Par ex. ceux-là sont peu (pas ?) utiles :


Saevin a dit:


> AppCleaner,  iDefrag (demo, malheureusement)


----------



## hogs (20 Août 2012)

Logiciels utilitaires:
Cheatsheet (gratuit - raccourcis clavier)
Cleanmydrive (gratuit - nettoyage des .dstore sur clé usb + éjection)
Carbon copy cloner (payant - backup / clone)
Coconut battery (gratuit - surveillance de la dégradation de la batterie)
Dropbox et Skydrive (gratuit - fichier sur le cloud)
The Unarchiver (gratuit - décompresseur rar, etc..)
Parallel Desktop (payant - machine virtuelle)
Pour le reste, pas d'Onyx ou autres outils "system", je n'en ressent pas le besoin.

Logiciels productifs:
la suite MS Office 2011 (payant - suite bureautique)
Pixelmator (Payant - traitement d'image)
Gimp (gratuit - traitement d'image)

Logiciels divers:
SpalshID (payant - gestion des mots de passes entre mes iDevices)
Tohr browser (gratuit - navigation anonyme)
Netnewswire (gratuit - flux rss)

Pas de jeux, le MBA n'est pas vraiment fait pour les jeux que j'aime


----------



## Saevin (20 Août 2012)

Merci tout le monde pour vos réponses  J'espère en avoir d'autres.

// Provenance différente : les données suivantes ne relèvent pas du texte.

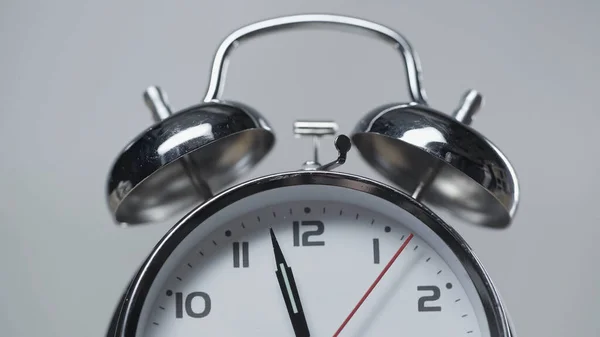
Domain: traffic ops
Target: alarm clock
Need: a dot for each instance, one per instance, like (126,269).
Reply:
(313,251)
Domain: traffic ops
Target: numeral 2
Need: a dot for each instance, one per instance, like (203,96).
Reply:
(307,234)
(435,296)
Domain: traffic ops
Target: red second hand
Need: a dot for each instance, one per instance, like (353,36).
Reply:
(362,300)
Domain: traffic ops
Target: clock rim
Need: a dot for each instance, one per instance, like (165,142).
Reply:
(126,317)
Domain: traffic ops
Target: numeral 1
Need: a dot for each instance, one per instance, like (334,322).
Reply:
(243,255)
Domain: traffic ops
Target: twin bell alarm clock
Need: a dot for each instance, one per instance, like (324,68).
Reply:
(312,251)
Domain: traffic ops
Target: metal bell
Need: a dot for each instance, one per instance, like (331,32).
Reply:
(183,158)
(441,160)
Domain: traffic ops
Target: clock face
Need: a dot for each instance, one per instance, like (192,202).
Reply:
(312,259)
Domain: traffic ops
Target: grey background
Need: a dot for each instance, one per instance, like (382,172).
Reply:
(70,93)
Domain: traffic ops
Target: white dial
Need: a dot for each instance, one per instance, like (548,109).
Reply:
(339,262)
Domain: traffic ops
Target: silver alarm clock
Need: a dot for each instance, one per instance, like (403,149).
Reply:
(313,251)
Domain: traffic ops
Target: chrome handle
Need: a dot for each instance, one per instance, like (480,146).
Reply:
(411,60)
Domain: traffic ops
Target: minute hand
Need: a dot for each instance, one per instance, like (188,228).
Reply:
(287,284)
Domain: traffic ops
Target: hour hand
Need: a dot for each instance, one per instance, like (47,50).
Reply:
(289,291)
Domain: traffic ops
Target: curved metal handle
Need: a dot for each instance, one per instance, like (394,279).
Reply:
(411,60)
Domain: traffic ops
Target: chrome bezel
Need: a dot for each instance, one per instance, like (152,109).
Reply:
(126,318)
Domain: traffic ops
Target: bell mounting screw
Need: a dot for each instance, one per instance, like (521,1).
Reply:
(470,104)
(316,130)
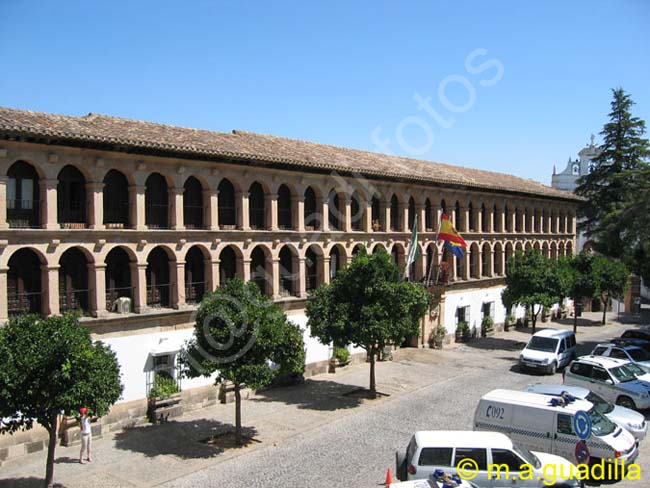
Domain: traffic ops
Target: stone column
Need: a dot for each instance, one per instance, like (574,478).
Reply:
(275,263)
(298,213)
(271,207)
(137,207)
(50,285)
(243,222)
(4,306)
(95,197)
(3,209)
(177,219)
(177,278)
(49,205)
(97,282)
(211,203)
(139,283)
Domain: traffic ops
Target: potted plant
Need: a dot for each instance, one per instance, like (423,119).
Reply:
(462,332)
(487,326)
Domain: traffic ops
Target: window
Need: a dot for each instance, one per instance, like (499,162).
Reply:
(478,455)
(565,424)
(509,458)
(435,456)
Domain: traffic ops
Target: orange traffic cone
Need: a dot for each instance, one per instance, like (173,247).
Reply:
(389,478)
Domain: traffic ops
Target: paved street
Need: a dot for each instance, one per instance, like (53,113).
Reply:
(313,435)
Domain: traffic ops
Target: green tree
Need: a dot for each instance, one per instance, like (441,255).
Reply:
(245,338)
(368,304)
(52,366)
(577,280)
(610,277)
(532,280)
(612,189)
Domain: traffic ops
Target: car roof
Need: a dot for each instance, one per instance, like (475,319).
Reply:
(462,438)
(536,400)
(551,389)
(604,361)
(552,333)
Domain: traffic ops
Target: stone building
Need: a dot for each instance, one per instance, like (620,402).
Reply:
(132,222)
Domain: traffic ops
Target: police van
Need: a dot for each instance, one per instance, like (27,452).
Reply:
(545,423)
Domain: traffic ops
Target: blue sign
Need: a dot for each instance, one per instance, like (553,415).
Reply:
(582,425)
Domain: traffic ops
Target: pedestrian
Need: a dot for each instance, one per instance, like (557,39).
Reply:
(86,435)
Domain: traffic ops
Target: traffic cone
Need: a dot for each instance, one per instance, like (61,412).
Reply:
(389,478)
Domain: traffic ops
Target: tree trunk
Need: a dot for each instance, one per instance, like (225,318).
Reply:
(373,385)
(51,446)
(238,414)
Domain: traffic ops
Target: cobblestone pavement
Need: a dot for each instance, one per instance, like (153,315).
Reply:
(314,435)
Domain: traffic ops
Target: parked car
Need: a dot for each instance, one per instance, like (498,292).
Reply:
(628,341)
(548,350)
(540,423)
(626,418)
(429,451)
(616,380)
(636,334)
(633,354)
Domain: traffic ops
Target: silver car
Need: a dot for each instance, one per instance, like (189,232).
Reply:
(630,420)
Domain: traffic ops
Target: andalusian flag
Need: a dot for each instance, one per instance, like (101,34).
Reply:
(414,250)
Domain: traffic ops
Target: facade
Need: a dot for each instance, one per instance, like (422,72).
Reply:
(132,222)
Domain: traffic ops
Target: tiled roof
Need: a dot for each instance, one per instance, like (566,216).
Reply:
(94,129)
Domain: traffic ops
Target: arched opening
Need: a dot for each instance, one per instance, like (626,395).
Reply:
(193,204)
(156,202)
(227,265)
(428,216)
(377,215)
(395,221)
(336,261)
(411,213)
(24,289)
(336,215)
(260,271)
(23,196)
(116,200)
(287,272)
(71,198)
(356,213)
(73,282)
(158,279)
(256,208)
(285,216)
(194,275)
(473,261)
(486,261)
(118,278)
(311,214)
(227,213)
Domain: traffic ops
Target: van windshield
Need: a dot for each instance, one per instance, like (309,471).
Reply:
(601,405)
(545,344)
(600,425)
(528,456)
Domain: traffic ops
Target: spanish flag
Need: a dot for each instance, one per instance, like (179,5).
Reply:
(448,233)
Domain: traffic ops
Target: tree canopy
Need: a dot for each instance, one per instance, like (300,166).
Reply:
(369,305)
(532,279)
(615,213)
(49,366)
(245,338)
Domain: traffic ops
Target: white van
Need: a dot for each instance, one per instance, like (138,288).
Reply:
(541,422)
(443,450)
(548,350)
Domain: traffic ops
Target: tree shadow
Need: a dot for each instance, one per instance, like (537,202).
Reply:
(30,482)
(313,395)
(183,439)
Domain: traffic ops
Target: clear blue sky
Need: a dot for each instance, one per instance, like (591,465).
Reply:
(334,71)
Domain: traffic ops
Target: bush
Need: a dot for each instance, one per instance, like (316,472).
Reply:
(163,387)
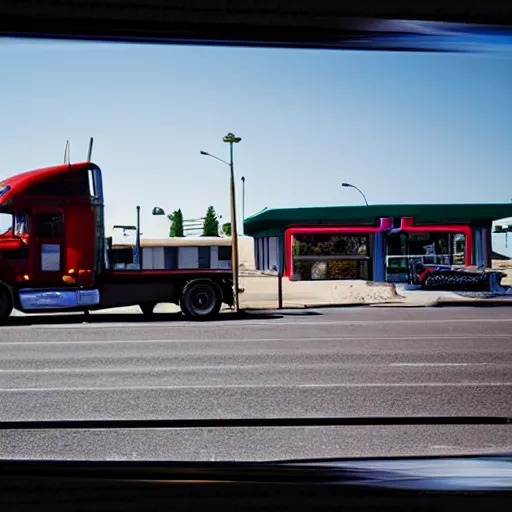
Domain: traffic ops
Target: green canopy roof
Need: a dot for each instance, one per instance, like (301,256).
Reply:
(270,222)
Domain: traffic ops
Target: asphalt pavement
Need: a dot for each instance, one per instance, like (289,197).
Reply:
(339,362)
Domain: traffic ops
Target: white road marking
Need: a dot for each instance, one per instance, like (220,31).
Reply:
(243,367)
(271,386)
(240,323)
(262,340)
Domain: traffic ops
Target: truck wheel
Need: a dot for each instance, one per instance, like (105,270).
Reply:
(201,299)
(147,308)
(6,305)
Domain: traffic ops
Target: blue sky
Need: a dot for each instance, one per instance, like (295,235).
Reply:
(404,127)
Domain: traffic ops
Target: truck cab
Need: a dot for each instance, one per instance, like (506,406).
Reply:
(54,255)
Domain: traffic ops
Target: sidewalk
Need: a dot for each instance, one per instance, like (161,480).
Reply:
(261,292)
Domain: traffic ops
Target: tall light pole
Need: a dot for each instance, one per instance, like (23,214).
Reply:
(353,186)
(243,203)
(231,139)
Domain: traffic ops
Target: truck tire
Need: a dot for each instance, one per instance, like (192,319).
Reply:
(201,299)
(147,308)
(6,305)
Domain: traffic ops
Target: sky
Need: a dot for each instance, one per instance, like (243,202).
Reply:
(403,127)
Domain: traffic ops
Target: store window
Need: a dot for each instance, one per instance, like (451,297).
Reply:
(424,247)
(331,257)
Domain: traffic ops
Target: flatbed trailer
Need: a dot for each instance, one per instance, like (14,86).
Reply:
(54,255)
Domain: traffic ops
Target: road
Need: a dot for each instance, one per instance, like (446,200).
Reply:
(342,362)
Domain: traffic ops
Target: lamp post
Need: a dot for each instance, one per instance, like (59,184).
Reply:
(231,139)
(353,186)
(243,203)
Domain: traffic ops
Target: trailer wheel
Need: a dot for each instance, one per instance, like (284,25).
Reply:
(6,305)
(147,308)
(201,299)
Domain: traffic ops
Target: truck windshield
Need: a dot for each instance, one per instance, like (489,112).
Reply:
(5,223)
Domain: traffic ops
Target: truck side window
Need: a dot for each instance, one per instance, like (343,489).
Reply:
(224,253)
(49,225)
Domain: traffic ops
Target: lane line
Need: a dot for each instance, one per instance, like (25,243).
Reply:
(262,340)
(242,323)
(242,367)
(259,387)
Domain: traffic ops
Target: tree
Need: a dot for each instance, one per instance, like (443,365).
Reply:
(211,223)
(176,229)
(226,228)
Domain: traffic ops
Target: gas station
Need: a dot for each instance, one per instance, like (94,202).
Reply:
(375,242)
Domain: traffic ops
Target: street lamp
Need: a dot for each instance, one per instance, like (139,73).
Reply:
(231,139)
(243,203)
(158,211)
(353,186)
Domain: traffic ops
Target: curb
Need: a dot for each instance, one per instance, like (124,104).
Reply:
(439,303)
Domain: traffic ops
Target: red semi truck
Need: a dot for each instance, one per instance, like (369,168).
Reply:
(54,255)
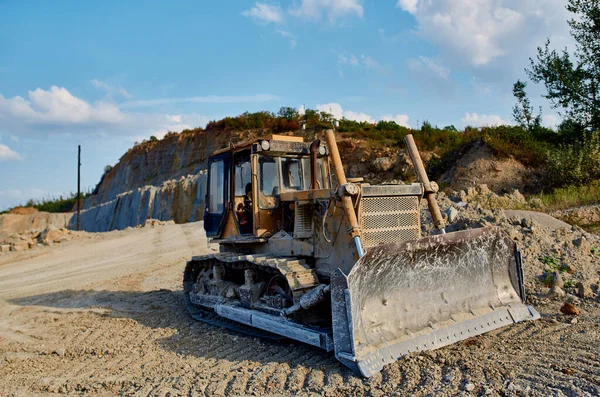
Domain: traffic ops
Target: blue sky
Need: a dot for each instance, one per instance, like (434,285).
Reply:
(105,74)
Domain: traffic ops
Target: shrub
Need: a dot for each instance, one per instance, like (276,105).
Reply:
(577,163)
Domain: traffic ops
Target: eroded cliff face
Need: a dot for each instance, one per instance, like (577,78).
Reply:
(181,200)
(163,180)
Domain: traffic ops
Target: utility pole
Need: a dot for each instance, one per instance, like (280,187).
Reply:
(78,185)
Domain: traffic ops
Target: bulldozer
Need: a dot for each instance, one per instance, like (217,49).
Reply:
(310,255)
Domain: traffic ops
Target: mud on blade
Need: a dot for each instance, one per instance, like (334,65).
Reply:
(425,294)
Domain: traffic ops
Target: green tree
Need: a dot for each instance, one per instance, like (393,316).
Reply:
(573,80)
(523,111)
(288,113)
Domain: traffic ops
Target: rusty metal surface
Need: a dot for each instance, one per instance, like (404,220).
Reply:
(387,219)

Sly54 : Je trouve utile de défragmenter son Mac une fois par je ne sais pas encore combien de mois. Je sais que d'autres utilisateurs de Mac ne partage pas du tout mon opinion mais bon lol. Et pour Appcleaner, vrai que c'est pas le plus utile de tous mais j'aime bien son principe de rechercher une app. et de supprimer vraiment tout son contenu. Sinon, à la fin ça reste des choix personnels, des goûts.


----------



## tsss (20 Août 2012)

Le faite de faire un clone puis de le restaurer à pour effet (entre autre) de défragmenter la partition clonée. Superduper, fonctionne très bien 

Sinon pour le reste, pensez à utiliser le désinstalleur (si il existe) livré avec le soft que vous souhaitez désinstaller, le reste appcleaner (& cie) je préfère mes mains et pour quelques .plist de quelques ko ....


----------



## nemrod22 (20 Août 2012)

tsss a dit:


> Le faite de faire un clone puis de le restaurer à pour effet (entre autre) de défragmenter la partition clonée. Superduper, fonctionne très bien



J'ai été bluffé de la qualité de ce log
Clonage du dd il y a un mois, puis réinstallation il y a une semaine (j'ai pas aimé ML...:rose
en 1H30 mon portable était comme à l'origine avec les softs installés et une autonomie retrouvée.
Alors je dis oui SuperDuper fait partit des logiciels indispensables à posséder


----------



## Membre supprimé 447952 (30 Août 2012)

salut,
Mon Top 10 :

1) Alfred : lanceur d'appli, bar de recherche internet, bar de recherche iTunes et beaucoup beaucoup de truc ! gratuit avec une version allégé et 15£ pour la version PewerPack (iTunes, script...). Franchement, toutes les personnes à qui je l'ai conseillé (meme la version free) l'on adopté, 1000 fois mieux que le spotlight. Et en plus petite team de développeur indépendant, alors tout le mérite est pour eux et les 15£ sont pas grand chose pour le pouvoir de cette appli (à mon gouts). Un lien ici

2) Little Snitch : Firewall inversé pour empecher vos applis de se connecté à internet quand vous le voulez pas. un lien ici

3) iStat Menu : Excellent outil pour voir en permanence des infos hardware de son Mac (T°, débit, vitesse, utilisation...)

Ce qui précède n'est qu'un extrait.